Oracle & Postgres JDBC Fetch Size
TL;DR — By default PostgreSQL ResultSet is not a server cursor but a client buffer. The whole result is fetched before the first next() call.
It is usually a good idea to start with default settings rather than trying to ‘tune’ any possible parameter. Defaults are often suited to the most common cases. However, there’s a big exception to it when using JDBC drivers: the default fetch size is probably not the right setting. Here is an example with the same Java code to show the fetching behavior in Oracle and PostgreSQL.
Java example
Here is my Java code which is exactly the same for Oracle and PostgresSQL
import java.io.*;
import java.sql.*;
import java.util.*;
import java.time.*;
import oracle.jdbc.*;public class JDBC {
public static void println(String text){
System.out.println(Instant.now().toString() +":" + text);
}
public static void main(String[] args)
throws SQLException,InterruptedException {
try (Connection c = (Connection) DriverManager.getConnection(
args[2],args[0],args[1]) // url, user, password
) {
c.setAutoCommit(false);
try (PreparedStatement s = c.prepareStatement(
"select n,mytime(n) t from demo"
)) {
//s.setFetchSize(5);
Thread.sleep(1000);
println(" PRS "+s);
try ( ResultSet rs = s.executeQuery() ) {
Thread.sleep(1000);
println(" EXE "+rs);
while ( rs.next()) {
Thread.sleep(1000);
println(" FCH "+rs.getLong("N")+" "+rs.getTimestamp("T"));
}
System.out.println("fetch size: "+rs.getFetchSize());
}
}
}
}
}
This is very simple. The user, password and JDBC url are passed as arguments. The DriverManager finds the right driver for it (ojdbc8.jar and postgresql-jdbc.jar are in my CLASSPATH).
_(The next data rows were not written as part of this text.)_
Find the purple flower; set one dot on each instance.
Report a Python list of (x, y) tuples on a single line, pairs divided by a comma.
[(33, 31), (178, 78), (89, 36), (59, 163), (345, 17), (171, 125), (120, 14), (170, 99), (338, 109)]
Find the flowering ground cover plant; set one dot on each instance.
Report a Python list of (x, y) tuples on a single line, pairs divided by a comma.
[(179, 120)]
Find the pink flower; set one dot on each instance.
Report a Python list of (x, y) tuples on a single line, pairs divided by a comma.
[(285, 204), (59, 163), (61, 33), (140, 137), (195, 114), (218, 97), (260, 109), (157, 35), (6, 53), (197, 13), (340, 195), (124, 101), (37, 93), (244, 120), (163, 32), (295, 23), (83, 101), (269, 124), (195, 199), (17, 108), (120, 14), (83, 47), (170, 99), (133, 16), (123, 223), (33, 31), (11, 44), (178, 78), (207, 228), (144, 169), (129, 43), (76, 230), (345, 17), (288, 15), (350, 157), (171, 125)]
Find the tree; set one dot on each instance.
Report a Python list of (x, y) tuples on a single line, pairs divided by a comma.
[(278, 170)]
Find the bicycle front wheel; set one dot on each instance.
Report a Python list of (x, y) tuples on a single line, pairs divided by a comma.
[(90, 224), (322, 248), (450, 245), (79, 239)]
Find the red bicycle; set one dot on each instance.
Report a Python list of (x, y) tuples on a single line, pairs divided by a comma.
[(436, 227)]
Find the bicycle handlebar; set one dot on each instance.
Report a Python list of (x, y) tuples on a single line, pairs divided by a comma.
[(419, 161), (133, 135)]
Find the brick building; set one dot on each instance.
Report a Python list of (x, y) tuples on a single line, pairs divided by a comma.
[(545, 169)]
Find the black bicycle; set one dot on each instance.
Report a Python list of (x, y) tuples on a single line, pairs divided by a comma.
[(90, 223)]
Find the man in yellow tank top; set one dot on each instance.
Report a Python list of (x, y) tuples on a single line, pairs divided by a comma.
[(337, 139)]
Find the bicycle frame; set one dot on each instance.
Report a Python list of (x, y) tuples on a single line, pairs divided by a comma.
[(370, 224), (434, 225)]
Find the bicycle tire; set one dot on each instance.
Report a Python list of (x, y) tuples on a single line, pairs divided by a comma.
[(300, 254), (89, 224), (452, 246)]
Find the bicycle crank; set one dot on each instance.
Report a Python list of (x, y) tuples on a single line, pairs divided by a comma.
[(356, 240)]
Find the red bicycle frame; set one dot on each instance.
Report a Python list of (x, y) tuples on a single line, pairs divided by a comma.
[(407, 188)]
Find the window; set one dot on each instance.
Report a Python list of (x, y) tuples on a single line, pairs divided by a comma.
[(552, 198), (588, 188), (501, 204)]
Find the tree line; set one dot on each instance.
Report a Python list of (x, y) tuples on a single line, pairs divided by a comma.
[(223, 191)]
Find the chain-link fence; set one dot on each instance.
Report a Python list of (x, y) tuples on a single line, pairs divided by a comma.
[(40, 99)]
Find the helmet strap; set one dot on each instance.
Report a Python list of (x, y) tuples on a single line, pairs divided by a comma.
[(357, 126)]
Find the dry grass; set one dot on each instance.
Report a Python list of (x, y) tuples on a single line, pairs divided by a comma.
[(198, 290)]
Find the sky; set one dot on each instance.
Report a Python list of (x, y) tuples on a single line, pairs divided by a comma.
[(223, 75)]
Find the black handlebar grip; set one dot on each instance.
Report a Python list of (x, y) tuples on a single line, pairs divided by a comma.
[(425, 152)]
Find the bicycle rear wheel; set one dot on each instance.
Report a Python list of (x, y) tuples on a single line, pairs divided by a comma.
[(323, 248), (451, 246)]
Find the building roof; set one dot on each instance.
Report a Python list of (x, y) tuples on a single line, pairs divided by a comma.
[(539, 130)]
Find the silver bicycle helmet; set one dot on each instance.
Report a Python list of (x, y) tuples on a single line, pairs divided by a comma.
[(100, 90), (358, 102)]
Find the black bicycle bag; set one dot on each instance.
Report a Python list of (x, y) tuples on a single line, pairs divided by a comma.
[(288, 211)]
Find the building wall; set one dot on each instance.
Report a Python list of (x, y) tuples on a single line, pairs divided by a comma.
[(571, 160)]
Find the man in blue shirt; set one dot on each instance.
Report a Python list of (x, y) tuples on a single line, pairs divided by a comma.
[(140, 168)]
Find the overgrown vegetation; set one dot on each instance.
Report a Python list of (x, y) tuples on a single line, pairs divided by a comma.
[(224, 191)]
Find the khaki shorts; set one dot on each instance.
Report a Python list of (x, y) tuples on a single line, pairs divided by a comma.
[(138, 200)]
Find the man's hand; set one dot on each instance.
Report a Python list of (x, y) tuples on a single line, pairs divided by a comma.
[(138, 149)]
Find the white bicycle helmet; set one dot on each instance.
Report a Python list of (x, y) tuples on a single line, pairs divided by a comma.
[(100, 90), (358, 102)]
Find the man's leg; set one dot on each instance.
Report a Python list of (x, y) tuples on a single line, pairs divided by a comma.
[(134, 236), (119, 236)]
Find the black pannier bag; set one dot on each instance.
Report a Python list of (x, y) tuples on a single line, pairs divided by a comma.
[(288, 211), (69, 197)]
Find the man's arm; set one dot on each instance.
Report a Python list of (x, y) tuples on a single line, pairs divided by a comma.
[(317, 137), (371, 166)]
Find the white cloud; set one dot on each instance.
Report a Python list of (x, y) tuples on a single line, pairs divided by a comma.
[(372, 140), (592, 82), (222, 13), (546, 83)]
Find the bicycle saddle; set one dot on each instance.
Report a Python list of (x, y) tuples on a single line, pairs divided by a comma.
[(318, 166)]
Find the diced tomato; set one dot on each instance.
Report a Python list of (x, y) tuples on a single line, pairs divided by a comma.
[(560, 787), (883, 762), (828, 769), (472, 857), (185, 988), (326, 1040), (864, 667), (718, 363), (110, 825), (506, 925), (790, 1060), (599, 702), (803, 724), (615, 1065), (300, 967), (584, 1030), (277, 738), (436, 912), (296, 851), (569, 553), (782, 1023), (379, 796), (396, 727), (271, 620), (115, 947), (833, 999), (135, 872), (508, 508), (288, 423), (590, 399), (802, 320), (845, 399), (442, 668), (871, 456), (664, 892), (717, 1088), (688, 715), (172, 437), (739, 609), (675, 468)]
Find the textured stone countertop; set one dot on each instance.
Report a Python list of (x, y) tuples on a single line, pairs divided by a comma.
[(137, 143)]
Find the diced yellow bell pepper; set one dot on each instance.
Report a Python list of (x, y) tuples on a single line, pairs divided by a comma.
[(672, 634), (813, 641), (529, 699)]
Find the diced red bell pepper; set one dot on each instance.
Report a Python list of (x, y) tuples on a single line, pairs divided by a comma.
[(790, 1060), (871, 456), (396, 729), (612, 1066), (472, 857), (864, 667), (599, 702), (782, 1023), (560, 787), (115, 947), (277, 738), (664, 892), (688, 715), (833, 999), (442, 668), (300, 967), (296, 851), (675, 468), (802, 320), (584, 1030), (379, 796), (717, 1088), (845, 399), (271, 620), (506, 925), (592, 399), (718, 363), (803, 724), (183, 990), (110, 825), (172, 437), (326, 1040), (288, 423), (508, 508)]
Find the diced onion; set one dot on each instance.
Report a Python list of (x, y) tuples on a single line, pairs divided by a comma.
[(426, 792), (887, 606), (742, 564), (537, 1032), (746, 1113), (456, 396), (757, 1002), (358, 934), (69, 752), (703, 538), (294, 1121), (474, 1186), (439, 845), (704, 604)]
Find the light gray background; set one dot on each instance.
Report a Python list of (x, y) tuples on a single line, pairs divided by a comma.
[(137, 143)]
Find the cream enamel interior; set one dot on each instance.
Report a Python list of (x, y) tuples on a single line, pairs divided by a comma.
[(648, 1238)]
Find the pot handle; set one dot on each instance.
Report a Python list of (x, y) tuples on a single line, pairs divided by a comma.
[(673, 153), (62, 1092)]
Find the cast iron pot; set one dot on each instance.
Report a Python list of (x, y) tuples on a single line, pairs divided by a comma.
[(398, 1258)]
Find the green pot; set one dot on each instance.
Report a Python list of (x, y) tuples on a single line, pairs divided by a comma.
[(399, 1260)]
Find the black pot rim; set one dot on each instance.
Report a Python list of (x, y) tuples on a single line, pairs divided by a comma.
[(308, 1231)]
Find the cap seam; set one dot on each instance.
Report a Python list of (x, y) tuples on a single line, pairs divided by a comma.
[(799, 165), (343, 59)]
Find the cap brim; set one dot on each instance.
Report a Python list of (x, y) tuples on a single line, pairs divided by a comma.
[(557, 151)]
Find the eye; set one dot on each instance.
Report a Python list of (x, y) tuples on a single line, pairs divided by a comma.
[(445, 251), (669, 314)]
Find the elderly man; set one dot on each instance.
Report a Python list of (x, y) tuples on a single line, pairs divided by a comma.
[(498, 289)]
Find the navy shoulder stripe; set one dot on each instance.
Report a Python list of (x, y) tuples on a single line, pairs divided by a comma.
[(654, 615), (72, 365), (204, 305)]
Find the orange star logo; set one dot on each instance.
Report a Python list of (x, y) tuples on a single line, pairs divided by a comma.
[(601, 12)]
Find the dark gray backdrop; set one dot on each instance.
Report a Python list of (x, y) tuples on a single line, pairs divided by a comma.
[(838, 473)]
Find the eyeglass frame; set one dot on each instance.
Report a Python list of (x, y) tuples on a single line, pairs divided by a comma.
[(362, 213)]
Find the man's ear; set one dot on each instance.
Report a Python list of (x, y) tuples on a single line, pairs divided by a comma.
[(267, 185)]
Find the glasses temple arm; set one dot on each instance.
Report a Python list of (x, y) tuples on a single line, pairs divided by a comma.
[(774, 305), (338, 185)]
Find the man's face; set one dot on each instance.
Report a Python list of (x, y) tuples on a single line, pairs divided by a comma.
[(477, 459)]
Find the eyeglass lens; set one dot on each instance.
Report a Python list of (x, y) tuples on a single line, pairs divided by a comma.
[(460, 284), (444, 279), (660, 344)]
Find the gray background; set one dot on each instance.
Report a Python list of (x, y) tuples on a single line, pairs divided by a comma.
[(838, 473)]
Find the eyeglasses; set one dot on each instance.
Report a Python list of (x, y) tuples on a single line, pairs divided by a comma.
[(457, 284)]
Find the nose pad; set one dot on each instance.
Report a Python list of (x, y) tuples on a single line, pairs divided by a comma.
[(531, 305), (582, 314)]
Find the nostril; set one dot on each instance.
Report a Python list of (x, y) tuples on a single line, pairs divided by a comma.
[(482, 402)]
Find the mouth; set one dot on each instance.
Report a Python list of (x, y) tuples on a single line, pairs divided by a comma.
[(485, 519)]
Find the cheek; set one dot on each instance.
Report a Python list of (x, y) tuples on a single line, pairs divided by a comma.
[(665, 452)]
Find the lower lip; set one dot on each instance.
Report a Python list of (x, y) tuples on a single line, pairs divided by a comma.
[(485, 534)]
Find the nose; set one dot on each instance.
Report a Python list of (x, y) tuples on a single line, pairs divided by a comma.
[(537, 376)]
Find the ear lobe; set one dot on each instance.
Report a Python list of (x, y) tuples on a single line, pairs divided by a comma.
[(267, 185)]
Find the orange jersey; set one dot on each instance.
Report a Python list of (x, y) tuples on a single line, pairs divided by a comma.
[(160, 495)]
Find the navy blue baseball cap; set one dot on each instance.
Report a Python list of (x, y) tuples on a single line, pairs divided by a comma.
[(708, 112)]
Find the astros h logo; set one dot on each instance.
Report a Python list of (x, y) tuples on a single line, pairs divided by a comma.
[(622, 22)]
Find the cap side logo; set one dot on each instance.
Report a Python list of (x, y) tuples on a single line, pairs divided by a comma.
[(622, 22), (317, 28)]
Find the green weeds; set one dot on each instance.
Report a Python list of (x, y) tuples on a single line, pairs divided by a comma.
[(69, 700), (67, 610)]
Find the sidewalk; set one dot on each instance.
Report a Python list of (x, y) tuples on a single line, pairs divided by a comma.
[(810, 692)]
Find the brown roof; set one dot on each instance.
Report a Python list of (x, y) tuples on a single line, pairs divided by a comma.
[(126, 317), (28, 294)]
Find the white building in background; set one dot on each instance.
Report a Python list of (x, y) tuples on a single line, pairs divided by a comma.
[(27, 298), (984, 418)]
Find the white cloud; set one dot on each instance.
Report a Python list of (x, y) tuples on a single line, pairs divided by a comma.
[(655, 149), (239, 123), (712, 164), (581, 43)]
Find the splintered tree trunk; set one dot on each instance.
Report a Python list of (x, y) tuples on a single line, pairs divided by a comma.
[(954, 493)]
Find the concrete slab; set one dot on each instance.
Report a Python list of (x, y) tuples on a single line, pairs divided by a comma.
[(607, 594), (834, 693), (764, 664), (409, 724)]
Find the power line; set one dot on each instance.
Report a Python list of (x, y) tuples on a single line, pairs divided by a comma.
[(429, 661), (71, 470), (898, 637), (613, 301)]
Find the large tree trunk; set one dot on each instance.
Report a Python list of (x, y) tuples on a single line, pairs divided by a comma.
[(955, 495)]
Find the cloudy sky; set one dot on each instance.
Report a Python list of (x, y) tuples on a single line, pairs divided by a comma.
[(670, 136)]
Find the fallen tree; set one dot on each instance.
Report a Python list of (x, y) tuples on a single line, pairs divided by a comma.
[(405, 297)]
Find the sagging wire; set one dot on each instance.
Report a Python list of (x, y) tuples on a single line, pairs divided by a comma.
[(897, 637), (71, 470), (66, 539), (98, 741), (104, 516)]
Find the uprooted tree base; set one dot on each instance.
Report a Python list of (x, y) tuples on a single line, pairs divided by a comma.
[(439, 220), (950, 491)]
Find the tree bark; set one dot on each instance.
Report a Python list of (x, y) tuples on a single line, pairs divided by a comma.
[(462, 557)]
I prepare a simple select which I execute and fetch the rows. The query calls a “mytime()” stored function that returns the execution time timestamp, and waits one second for each call. The goal is to simulate a long query and show when the rows are actually read and when they are fetched.
Oracle JDBC Fetch Size
In order to run it on Oracle I create the following table and function:
alter session set current_schema=demo;
create or replace function mytime(n number) return timestamp as
begin
dbms_session.sleep(1);
return current_timestamp;
end;
/
show errors
create table demo (n int);
insert into demo
select to_number(column_value) N from xmltable('1000 to 1020');
commit;
The function is non-deterministic, and then it is executed for each row.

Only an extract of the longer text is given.